Öte yandan 2013'teki Gezi Parkı şiddet eylemlerindeki ve 15 Temmuz hain darbe girişimindeki rolü nedeniyle, yargılanmasına devam edilen "yerli Soros" Kavala'nın serbest bırakılması için yapılan bu çağrının ardındaki gerçek niyetleri iyi okumak gerekiyor. Bu bağlamda büyükelçilerin bildirisi, öncelikle Batı olarak adlandırılan geniş siyasi coğrafyanın zihinsel dünyasında önemli bir yer tutan dayatmacı yaklaşımın bir ürünü olarak görülmelidir. Öyle ki bu ülkeler, "dediğimi yap, demediğimi yapma" gibi emri vaki bir yaklaşımla, kabul edilmesi mümkün olmayan bir talepte bulunarak, Türkiye'nin içişlerine müdahale etmeye ve kendi siyasi ajandalarını dikte etmeye çalıştılar. Ayrıca Türkiye'nin güçlenmesini ve her alanda kendi çıkarlarına uygun otonom davranış sergilemesini kabullenmek istemeyen bu zihniyet, adeta talimat verircesine bir talepte bulunarak, Türkiye'nin yargı bağımsızlığına zarar vermeye çalıştı. Ancak Cumhurbaşkanı Erdoğan'ın kararlı duruşu, bütün bu çabaları daha ilk günden boşa çıkardı.
Büyükelçilerin bildirisiyle ilgili belirtilmesi gereken bir başka husus, Amerikan büyükelçisinin bu süreçteki rolüdür. Her ne kadar açıkça ilan edilmese de kriz boyunca Amerikan büyükelçisi, diğer 9 ülkeyi organize etmiş ve Cumhurbaşkanı Erdoğan'ın "istenmeyen adam" talimatının ardından geri adım atan ilk taraf olmuştur. Daha sonra diğer büyükelçilikler de geri adım atmaya mecbur kalmıştır. Dolayısıyla Amerikan büyükelçisi, bu süreçte açıkça "organizatör" olarak hareket etmiştir. Bunun yanı sıra böylesi bir hamlenin, G-20 Zirvesi ve muhtemel Erdoğan-Biden görüşmesi öncesinde gerçekleşmesi kesinlikle bir rastlantı olamaz.
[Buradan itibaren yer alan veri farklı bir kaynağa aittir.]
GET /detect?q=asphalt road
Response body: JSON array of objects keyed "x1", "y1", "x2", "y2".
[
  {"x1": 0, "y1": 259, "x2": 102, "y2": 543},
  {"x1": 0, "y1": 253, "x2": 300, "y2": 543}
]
Esasen Türk-Amerikan ilişkilerinin kırılgan olduğu bir dönemde Amerikan büyükelçisinin öncülüğünde bu bildirinin yayınlanması, ikili ilişkilerdeki gerilimi tırmandırmaya ve muhtemel Erdoğan-Biden görüşmesini sabote etmeye yönelik bir girişim olarak görülmelidir.
Sonuçlandırmak gerekirse, 10 büyükelçinin Kavala meselesi üzerinden yol açtıkları diplomatik kriz, diplomasinin kendi sınırları içerisinde bu seferlik fazla büyümeden çözülebildi. Ancak bundan sonra benzer krizlerin tekrarlanmaması için bahsi geçen ülkelerin ve böylesi bir hadsizliğe niyet eden diğer ülkelerin, öncelikle tabii oldukları diplomatik metinleri iyi bilmeleri gerekiyor. Bunun yanında Türk toplumunun hassasiyetlerini, değişen Türkiye'nin yeni siyasi parametrelerini ve Cumhurbaşkanı Erdoğan'ın güçlü liderlik kodlarını iyi analiz etmeleri gerekiyor. Aynı şekilde Türkiye'nin eski Türkiye olmadığını ve bugünün Türkiye'sinin dışarıdan verilebilecek talimatlarla yönetilemeyecek kadar güçlü bir ülke olduğunu artık kabullenmeleri gerekiyor.